16. Tarik-Ulur
______________
Manusia kadang kala terikat dalam sebuah stigma. Tentang statusnya sebagai makhluk sosial yang tidak bisa hidup sendirian, walau kenyataannya berdampingan dengan orang lain membuat ketergantungan dan dimanfaatkan. Ketika datang waktunya untuk berpisah, sulit terbiasa tanpa sosok pendamping.
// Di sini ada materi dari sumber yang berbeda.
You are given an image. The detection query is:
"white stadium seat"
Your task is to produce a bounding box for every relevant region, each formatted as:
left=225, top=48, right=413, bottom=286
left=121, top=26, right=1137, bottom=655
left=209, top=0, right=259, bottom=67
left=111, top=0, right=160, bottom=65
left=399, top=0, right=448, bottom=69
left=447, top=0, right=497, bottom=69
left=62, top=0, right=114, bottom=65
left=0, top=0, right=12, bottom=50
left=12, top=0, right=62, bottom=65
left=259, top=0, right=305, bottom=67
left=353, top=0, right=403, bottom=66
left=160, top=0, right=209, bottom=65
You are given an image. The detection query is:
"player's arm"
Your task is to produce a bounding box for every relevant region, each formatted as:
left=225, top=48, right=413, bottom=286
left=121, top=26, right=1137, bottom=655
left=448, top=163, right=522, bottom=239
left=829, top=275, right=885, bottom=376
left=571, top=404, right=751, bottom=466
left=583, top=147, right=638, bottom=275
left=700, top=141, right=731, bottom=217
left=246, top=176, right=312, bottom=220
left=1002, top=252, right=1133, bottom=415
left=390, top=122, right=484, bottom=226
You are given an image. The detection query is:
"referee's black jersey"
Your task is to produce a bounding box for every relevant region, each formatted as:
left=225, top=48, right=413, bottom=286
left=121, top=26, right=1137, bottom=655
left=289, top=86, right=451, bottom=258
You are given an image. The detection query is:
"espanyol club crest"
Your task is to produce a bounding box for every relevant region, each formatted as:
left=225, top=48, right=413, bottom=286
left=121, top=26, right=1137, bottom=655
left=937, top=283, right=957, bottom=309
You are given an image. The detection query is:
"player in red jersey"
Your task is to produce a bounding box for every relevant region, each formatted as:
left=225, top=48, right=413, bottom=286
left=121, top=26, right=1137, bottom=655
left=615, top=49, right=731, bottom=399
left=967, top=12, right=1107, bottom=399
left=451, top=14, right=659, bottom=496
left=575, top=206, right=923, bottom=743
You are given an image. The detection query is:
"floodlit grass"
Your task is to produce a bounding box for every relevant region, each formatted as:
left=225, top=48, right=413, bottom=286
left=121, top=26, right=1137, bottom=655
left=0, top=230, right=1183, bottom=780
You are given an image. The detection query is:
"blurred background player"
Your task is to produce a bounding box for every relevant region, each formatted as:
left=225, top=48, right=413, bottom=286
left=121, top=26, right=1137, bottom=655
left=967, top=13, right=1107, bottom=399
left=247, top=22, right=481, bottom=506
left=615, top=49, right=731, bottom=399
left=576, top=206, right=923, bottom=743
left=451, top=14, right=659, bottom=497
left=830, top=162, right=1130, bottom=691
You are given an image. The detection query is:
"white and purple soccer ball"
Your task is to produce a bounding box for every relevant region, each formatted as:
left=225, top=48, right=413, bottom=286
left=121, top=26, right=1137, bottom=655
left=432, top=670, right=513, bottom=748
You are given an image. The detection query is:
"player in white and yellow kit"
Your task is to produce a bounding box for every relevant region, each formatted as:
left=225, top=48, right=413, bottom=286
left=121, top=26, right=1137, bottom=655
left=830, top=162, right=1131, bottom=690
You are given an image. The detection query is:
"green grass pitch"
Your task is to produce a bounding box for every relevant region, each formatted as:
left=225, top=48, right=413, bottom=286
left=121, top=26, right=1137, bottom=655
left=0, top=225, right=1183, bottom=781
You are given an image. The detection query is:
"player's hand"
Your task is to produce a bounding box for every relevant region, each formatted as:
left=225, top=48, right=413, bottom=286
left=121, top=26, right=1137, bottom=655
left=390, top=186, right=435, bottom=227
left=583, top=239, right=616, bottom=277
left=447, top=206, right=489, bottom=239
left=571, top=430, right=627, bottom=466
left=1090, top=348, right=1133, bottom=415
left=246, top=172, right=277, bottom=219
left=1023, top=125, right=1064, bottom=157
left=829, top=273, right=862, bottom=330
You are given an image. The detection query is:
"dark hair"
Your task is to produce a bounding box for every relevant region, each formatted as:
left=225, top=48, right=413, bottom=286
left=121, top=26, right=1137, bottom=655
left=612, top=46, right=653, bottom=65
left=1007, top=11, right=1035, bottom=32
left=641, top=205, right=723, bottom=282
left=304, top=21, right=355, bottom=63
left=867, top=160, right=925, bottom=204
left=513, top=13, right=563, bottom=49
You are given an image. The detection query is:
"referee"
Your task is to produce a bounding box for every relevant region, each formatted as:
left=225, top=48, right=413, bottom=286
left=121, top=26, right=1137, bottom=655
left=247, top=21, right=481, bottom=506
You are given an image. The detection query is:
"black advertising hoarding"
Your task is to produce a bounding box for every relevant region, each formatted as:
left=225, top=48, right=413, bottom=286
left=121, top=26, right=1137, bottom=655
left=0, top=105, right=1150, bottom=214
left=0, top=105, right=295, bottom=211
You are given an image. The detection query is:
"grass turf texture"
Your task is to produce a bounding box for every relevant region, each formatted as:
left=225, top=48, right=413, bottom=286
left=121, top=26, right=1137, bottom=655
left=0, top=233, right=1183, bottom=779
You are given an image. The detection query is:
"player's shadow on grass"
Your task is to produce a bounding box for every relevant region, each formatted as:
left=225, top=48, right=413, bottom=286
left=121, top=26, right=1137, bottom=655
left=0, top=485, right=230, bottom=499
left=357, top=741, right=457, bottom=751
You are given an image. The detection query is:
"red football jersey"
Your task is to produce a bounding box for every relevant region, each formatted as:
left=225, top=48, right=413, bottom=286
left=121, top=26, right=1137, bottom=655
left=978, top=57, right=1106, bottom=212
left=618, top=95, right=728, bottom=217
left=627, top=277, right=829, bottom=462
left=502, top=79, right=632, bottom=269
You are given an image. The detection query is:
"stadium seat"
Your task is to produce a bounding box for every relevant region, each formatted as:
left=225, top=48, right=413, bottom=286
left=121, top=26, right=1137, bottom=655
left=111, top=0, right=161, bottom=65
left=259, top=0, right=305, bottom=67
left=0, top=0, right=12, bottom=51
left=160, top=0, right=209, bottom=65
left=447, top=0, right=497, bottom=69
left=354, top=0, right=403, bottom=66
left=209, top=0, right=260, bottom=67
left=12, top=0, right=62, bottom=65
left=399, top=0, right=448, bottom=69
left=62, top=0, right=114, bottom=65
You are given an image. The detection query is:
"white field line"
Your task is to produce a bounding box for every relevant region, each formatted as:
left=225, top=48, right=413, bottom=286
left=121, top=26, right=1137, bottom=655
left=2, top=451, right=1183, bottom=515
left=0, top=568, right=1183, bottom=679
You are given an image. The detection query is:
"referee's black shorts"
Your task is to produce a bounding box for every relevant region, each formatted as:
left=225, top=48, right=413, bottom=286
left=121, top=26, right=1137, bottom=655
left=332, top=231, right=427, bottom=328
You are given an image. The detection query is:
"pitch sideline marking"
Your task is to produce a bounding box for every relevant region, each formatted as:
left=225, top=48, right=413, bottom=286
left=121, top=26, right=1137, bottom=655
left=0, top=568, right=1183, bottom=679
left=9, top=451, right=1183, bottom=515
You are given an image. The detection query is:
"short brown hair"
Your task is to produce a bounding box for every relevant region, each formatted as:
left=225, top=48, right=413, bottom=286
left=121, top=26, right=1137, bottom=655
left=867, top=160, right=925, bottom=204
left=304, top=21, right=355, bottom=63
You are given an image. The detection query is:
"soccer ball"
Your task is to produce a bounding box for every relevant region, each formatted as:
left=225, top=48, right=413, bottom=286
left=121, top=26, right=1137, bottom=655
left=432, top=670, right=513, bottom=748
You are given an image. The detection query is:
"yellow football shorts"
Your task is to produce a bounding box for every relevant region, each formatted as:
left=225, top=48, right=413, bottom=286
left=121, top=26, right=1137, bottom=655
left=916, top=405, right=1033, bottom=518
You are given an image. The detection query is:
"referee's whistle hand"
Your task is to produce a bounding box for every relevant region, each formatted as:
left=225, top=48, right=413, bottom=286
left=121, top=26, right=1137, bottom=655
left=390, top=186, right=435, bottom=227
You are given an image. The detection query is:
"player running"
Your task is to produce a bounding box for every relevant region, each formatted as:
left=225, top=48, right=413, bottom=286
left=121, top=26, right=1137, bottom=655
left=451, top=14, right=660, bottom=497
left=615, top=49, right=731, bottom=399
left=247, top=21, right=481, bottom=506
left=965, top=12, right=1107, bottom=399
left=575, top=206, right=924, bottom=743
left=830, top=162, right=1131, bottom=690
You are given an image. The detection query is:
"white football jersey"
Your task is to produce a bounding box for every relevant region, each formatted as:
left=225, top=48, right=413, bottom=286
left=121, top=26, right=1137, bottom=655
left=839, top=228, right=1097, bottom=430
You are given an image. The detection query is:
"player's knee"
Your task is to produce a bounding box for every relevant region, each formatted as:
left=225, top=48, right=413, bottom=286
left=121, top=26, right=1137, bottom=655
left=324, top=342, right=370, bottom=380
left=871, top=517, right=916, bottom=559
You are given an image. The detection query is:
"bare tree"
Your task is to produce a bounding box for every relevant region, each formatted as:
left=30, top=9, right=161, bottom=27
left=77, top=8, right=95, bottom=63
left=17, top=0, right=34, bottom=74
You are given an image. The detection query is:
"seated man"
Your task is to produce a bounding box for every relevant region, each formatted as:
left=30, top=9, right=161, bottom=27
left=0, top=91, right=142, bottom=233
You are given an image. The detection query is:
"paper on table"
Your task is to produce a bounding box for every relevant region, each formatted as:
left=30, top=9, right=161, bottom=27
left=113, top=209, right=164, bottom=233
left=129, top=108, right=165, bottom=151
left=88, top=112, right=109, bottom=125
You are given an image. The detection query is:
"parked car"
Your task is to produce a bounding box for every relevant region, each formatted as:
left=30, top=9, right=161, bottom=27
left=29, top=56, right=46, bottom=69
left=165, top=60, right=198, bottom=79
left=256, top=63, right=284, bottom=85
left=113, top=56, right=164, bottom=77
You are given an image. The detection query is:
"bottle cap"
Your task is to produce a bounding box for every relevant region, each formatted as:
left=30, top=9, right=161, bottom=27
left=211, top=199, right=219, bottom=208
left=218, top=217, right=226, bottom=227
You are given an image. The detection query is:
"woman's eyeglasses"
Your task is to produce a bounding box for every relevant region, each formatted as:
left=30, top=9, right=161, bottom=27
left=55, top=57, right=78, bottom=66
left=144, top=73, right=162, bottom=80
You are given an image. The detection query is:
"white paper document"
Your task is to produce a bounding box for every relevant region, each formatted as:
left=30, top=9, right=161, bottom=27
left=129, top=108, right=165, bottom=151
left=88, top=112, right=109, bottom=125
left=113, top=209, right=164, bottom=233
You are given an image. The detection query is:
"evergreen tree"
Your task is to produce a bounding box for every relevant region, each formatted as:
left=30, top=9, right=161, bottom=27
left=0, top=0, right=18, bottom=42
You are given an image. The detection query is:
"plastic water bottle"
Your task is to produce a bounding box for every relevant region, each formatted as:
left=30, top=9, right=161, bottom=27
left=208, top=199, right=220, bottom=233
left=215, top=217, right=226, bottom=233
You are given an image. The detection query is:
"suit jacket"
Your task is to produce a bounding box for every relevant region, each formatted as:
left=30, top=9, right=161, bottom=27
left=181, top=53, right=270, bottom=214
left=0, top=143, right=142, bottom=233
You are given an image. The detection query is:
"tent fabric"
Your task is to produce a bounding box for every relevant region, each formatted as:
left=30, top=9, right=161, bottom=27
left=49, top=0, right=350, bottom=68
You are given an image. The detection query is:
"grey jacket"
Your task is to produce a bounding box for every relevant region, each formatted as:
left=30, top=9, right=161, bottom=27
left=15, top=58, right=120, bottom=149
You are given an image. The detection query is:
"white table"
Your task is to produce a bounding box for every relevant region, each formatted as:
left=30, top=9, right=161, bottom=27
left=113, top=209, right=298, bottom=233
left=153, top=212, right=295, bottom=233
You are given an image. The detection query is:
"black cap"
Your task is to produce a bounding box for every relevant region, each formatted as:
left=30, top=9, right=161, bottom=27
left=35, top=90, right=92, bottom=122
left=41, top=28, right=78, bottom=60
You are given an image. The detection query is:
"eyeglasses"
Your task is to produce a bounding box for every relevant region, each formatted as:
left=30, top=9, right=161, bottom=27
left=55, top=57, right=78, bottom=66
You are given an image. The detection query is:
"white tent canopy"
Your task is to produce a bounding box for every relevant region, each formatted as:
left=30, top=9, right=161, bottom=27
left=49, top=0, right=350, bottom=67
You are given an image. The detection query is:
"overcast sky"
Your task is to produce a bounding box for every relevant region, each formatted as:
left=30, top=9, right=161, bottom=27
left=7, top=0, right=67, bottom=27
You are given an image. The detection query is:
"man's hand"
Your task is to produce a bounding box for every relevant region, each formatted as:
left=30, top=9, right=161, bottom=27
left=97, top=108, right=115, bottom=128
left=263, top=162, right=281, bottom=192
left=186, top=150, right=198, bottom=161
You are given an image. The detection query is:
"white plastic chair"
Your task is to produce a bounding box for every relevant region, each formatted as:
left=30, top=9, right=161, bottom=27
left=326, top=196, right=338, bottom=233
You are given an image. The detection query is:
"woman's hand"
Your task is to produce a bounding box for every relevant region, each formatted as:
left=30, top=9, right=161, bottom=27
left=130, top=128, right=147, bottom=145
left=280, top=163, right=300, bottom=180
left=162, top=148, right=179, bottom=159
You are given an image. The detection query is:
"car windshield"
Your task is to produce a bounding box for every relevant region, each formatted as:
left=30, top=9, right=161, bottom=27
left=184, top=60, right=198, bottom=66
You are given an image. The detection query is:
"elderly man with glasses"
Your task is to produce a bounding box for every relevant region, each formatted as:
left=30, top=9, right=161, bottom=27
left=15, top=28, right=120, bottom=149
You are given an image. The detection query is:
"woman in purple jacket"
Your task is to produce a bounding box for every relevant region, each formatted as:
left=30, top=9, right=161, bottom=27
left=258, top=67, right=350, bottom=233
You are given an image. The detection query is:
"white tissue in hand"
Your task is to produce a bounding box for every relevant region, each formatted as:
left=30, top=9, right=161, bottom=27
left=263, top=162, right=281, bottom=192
Maka jangan terlalu menjatuhkan diri pada yang belum pasti bersama selamanya.
WDNL selalu mengingatkan dalam peraturan mereka, hidup sendiri itu lebih baik. Tidak harus menunggu tangan seseorang untuk melanjutkan pilihan. Termasuk dalam hal-hal remeh yang WDNL klaim seharusnya bisa dilakukan perorangan.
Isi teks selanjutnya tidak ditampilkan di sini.